Intanto nel Mediterraneo centrale, la cosiddetta guardia costiera libica e la corrispondente SAR, inventate dal ministro Minniti e sostenute da quasi tutte le nostre forze politiche con il recente rinnovo del memorandum con la Libia, continuano a produrre violenza e morte con il respingimento (illegittimo) delegato da Italia e UE a forze che si contendono il controllo del territorio e, per rafforzare le proprie posizioni, ricorrono al sostegno internazionale e gestiscono i centri di detenzione, il traffico di schiavi e gli stupri e le violenze di massa. È una situazione di palese violazione del diritto internazionale denunciata più volte da organizzazioni delle Nazioni Unite ‒ l’UNHCR tra tutte ‒, con Governi e Parlamenti che si girano dall’altra parte e continuano a finanziare, anche usando risorse previste per la cooperazione e l’aiuto allo sviluppo, polizie, eserciti e milizie notoriamente violente e al di fuori da qualsiasi controllo democratico.

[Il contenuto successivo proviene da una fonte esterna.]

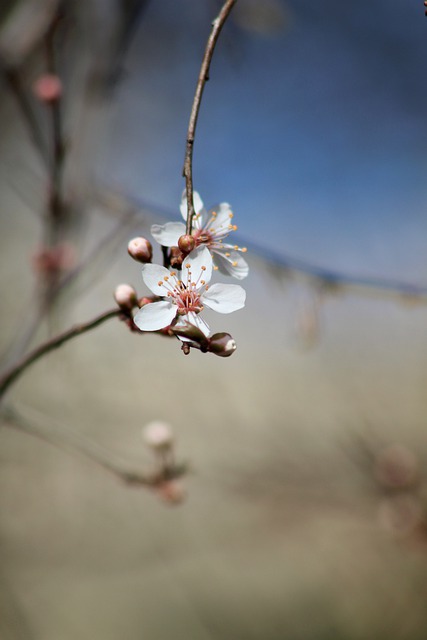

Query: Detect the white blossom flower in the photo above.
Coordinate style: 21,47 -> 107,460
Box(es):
133,246 -> 246,336
151,191 -> 249,280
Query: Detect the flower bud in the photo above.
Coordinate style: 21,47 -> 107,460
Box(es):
33,73 -> 62,104
142,420 -> 173,452
178,233 -> 196,255
128,237 -> 153,264
208,333 -> 237,358
114,284 -> 138,311
169,247 -> 185,269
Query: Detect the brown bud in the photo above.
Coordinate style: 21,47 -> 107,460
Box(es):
208,333 -> 237,358
169,247 -> 185,269
33,73 -> 62,104
114,284 -> 138,311
178,233 -> 196,255
128,237 -> 153,264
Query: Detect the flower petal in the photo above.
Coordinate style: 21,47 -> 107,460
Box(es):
181,245 -> 213,289
142,264 -> 175,296
212,250 -> 249,280
175,311 -> 210,342
201,283 -> 246,313
133,300 -> 177,331
151,222 -> 185,247
208,202 -> 233,236
179,189 -> 206,229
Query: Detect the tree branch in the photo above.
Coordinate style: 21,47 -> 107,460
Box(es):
0,308 -> 125,399
182,0 -> 237,235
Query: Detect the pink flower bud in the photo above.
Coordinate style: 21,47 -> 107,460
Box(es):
33,73 -> 62,104
142,420 -> 174,451
169,247 -> 185,269
178,234 -> 196,255
114,284 -> 138,311
208,333 -> 237,358
128,237 -> 153,264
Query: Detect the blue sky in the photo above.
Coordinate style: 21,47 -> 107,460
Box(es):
101,0 -> 427,284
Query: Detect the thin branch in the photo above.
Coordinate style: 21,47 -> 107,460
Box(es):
3,67 -> 49,167
0,308 -> 124,398
182,0 -> 237,235
0,406 -> 188,488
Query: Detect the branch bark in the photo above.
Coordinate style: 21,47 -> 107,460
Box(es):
0,308 -> 124,399
182,0 -> 237,235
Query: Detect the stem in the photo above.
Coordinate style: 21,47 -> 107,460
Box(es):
3,68 -> 49,166
182,0 -> 237,235
0,407 -> 188,488
0,308 -> 124,398
45,14 -> 65,246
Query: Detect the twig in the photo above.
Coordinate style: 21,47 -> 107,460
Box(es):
3,67 -> 49,167
182,0 -> 237,235
0,406 -> 188,488
0,308 -> 124,398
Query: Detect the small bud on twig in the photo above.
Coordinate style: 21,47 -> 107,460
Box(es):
169,247 -> 185,269
178,233 -> 196,255
208,333 -> 237,358
128,237 -> 153,264
33,73 -> 62,104
142,420 -> 174,452
114,284 -> 138,311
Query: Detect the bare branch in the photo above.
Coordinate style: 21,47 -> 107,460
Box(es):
0,308 -> 124,398
182,0 -> 237,234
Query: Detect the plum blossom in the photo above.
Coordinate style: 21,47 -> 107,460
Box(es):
133,246 -> 246,336
151,191 -> 249,280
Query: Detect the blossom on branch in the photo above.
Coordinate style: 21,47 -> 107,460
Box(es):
151,191 -> 249,280
133,246 -> 246,336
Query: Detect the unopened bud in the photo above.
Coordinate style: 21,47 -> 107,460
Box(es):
208,333 -> 237,358
178,233 -> 196,255
33,73 -> 62,104
142,420 -> 174,451
128,237 -> 153,264
114,284 -> 138,311
169,247 -> 185,269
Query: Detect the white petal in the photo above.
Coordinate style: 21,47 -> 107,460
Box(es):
201,283 -> 246,313
133,300 -> 177,331
181,245 -> 213,289
142,264 -> 176,296
208,202 -> 233,235
151,222 -> 185,247
179,189 -> 206,229
212,250 -> 249,280
175,311 -> 210,342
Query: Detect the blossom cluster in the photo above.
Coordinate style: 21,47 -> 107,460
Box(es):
116,192 -> 249,356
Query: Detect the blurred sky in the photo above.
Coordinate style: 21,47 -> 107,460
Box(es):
99,0 -> 427,284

L’atteggiamento dei Governi UE nei confronti dei profughi e degli sfollati dall’Ucraina, confrontato con le politiche in tema di immigrazione e asilo, in particolare con il nuovo Patto Europeo per l’immigrazione e l’asilo, evidenzia, dunque, non solo contraddizioni e discriminazioni, ma anche un cinismo e una strumentalità che rischiano di minare le basi della convivenza democratica e i principi contenuti nelle costituzioni e nei trattati internazionali. Assistiamo quotidianamente a una retorica su diritti umani e democrazia che Governi e Parlamenti calpestano e contraddicono con una rappresentazione che distingue tra profughi di serie A e profughi di serie B sulla base di interessi politici e di parte e senza alcun riguardo per il destino delle persone e per i principi del diritto. Il ruolo nostro ‒ il ruolo della società civile e delle organizzazioni sociali ‒ è di continuare a denunciare queste contraddizioni, ricercando allo stesso tempo, insieme alle vittime delle politiche xenofobe, soluzioni praticabili e giuste.